“Easier and cheaper” may be undermining all the hard work you have done to make sure your website is optimized for SEO and has the right “calls to action.”

By Susan Saldibar

Stock photos. Such an easy choice over photo sessions. It’s faster and cheaper to go to iStock or whatever your favorite stock photo site is and, with a few clicks, get exactly what you (think you) need and, voilà!

But that “easier and cheaper” may be undermining all the hard work you have done to make sure your website is optimized for SEO and has the right “calls to action.”

“I’ve seen people spend tens of thousands on a great website, only to undo all their efforts with stock photos that share nothing about their real community,” says Jason McCloud, VP of Digital Marketing at Sage Age, a Senior Housing Forum partner. “It’s too bad. Because, by taking about a dozen good custom photos, they could potentially double their conversion rates.”

Yes, photos have a dramatic impact on conversion rates.

Depending on the study and the industry studies, good photos that show real people using a product or service can increase conversion rates anywhere between 35% to over 100%. That’s a lot more leads!

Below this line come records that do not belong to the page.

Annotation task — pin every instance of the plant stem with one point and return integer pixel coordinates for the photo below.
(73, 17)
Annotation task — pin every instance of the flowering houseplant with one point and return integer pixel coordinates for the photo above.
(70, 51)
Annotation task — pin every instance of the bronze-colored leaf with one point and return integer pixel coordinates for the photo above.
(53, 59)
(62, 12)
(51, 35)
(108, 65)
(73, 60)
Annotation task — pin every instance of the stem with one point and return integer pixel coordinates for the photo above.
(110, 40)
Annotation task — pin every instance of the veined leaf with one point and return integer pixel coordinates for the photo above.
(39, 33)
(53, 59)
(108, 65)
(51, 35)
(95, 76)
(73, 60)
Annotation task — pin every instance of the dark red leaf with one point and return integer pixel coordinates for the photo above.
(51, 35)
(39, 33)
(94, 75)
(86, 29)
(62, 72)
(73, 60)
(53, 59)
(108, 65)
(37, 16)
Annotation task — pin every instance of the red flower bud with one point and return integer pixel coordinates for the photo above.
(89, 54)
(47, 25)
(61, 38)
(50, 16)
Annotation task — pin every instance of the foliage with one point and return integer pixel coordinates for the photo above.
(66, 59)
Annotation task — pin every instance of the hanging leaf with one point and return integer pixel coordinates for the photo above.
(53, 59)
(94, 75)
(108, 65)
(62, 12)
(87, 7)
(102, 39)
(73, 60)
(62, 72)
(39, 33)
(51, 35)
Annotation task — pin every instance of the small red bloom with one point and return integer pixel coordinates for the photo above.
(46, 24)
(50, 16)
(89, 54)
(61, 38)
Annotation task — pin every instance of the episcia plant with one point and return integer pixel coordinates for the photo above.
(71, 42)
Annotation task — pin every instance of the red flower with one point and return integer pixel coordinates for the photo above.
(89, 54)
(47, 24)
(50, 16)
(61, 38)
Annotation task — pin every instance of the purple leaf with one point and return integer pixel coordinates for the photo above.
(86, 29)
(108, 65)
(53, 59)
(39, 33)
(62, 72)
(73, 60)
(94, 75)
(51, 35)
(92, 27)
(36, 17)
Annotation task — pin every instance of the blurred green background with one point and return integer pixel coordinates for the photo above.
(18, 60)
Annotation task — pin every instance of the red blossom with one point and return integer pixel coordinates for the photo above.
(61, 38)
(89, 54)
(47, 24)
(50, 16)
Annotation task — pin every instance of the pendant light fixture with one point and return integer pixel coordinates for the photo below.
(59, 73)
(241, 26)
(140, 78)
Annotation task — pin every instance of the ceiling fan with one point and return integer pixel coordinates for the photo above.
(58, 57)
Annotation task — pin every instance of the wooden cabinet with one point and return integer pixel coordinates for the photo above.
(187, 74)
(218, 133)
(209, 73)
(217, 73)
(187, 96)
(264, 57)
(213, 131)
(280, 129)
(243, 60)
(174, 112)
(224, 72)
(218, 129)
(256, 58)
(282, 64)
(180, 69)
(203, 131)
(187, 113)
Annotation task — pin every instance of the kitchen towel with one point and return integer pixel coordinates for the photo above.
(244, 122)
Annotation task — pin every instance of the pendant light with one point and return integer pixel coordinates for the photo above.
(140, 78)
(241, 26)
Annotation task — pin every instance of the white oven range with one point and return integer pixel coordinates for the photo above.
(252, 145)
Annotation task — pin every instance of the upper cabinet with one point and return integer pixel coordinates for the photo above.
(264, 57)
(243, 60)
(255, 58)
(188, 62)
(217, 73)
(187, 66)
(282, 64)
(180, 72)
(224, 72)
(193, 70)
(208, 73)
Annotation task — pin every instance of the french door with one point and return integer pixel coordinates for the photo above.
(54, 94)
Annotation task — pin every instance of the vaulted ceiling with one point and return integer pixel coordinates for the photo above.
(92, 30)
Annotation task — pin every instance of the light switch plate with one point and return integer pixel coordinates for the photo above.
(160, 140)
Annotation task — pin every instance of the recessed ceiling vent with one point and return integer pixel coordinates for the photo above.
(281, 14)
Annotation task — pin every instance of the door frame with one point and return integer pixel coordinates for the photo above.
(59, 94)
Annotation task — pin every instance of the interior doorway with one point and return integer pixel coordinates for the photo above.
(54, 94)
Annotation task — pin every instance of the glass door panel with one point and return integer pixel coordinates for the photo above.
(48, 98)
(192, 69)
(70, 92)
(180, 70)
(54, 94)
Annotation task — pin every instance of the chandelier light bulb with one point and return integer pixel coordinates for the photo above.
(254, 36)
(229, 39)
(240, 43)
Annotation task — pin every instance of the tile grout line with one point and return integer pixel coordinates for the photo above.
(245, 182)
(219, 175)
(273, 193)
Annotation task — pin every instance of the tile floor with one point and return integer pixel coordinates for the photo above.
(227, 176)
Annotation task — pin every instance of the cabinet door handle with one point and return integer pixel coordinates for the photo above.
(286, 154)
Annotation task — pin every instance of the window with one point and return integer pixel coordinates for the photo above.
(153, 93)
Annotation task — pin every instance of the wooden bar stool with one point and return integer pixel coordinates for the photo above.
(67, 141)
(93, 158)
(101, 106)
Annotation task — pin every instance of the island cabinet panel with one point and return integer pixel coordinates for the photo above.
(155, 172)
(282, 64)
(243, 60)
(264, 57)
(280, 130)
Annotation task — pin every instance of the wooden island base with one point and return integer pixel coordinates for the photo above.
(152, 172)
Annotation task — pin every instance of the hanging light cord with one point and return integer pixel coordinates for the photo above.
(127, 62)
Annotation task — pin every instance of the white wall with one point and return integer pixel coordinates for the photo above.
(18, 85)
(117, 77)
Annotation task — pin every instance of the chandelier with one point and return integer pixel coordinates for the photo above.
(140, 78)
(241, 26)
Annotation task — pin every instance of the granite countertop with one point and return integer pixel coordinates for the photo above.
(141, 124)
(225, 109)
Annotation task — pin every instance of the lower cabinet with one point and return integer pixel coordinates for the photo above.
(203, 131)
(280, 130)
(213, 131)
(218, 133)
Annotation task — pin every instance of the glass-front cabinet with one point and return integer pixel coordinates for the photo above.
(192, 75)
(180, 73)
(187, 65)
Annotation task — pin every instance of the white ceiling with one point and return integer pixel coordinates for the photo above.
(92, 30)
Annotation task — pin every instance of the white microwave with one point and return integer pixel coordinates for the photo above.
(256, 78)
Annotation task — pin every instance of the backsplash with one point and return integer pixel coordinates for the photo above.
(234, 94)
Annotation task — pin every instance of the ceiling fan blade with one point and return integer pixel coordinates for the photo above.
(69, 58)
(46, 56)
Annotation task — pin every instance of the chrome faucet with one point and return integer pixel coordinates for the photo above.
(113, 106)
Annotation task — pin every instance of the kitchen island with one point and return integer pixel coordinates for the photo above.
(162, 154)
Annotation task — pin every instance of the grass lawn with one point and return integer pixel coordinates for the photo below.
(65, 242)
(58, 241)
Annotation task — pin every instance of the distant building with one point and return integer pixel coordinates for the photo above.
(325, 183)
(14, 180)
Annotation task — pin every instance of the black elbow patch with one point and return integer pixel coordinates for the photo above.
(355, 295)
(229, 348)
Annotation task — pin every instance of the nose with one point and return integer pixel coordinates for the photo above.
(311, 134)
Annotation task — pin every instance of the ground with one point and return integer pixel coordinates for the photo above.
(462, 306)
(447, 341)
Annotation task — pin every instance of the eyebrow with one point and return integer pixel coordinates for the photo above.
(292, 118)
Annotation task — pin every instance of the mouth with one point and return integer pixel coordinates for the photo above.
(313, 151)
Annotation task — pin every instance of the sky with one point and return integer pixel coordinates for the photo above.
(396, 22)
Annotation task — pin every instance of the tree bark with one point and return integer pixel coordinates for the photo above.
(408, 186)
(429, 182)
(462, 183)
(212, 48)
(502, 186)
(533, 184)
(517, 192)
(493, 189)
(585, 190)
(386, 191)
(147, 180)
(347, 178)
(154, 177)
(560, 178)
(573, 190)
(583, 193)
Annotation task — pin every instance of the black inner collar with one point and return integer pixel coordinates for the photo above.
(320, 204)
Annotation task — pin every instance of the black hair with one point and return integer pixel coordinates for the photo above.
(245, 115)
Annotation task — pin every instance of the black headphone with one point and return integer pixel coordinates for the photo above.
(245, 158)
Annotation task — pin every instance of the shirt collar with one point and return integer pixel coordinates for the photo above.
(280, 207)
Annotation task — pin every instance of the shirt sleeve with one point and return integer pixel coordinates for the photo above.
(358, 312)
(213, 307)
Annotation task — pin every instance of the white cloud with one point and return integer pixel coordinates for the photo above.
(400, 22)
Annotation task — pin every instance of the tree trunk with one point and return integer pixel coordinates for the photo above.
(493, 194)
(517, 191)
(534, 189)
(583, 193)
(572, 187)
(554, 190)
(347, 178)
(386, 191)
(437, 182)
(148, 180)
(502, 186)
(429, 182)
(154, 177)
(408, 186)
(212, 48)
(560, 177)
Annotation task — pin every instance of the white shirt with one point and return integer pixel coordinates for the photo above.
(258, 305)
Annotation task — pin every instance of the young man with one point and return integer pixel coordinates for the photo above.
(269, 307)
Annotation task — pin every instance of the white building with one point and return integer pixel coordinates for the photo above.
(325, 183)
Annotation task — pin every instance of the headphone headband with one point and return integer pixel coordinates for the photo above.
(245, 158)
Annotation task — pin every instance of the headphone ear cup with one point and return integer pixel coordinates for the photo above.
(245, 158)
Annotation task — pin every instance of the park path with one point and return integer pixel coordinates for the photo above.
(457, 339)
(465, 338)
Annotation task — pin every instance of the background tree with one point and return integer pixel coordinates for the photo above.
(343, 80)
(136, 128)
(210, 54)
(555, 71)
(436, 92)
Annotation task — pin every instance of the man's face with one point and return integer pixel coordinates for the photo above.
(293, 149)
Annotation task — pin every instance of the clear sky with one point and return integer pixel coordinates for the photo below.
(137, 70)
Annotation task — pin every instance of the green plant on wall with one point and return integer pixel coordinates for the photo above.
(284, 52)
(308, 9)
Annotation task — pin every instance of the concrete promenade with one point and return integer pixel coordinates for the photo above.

A quick Google search will pull up dozens of articles that speak to the dramatic impact that a good photo has on engaging and motivating people to take action. If you don’t believe them, ask your marketing department to conduct some A/B testing of different landing pages with different photos and you can see the results yourself.

So, assuming you want more leads, what are the best photos to use for your community?

  • Real residents; not models: This is about establishing authenticity. Of course a real resident is not going to have perfect skin, teeth and clothing. But it isn’t hard to spot the residents in your community who are more outgoing and photogenic. Bring them together with caregivers and start capturing some of that authenticity.

  • Inside your community: Show them where there loved one will be living. That means your outside areas, your hallways, your dining area, your multi-purpose room, your resident apartments or bedrooms.

  • Real caregivers and staff: Once again, it isn’t hard to tell a model from a real caregiver. Your potential clients want to see the real people who will be caring for their loved ones. Take the extra time to identify those staff members who are amenable to being photographed. It will make a big difference.

Of course you’ll want to get privacy release waivers from everyone in the photo. And most will be happy to provide them. Many communities make it a practice to ask for a waiver at the time of move-in. That way it’s in place when you need it.

This doesn’t have to be a “lights, camera, action” production.

“People think taking some photos has to stop everything,” says Jason. “You can do it in a single day, spending from about $300-$500 dollars.” And Sage Age can help you plan and execute a photo shoot.

By the way, not all stock photos are evil.

There are times when a good stock photo can help fill a gap or two. Jason urges senior care providers to put effort into selecting photos that have a more authentic look and feel to them. It is important that any stock photos used augment your storyline and fit with the general style and appearance of your custom photos.

Bottom line: Show them what you are selling.

In the end it’s about showing photos of the actual product you are selling.

To illustrate, Jason points out a great example from a blogger with Crea8tify.com, a popular marketing website:

“There’s never enough photos of the houses being listed. Why? I have no idea. And you know what’s funny? When I was buying my place a few years ago, it was hard to find pictures of the property that I was interested in; but there was always a picture of the realtor. It’s like, listen up, buddy. I want to see the kitchen and, unless you come with the house as my personal chef, I don’t want to see you.”

Translated to our world that might play out as “Adult influencers don’t want to see a thirty-something model wearing a stethoscope with her arms around a seventy-something model staring happily into space. They want to see a real resident in your community, with a real caregiver, engaged in a real activity.”

In other words, give them what they want and you’ll get what you want — their interest in your community!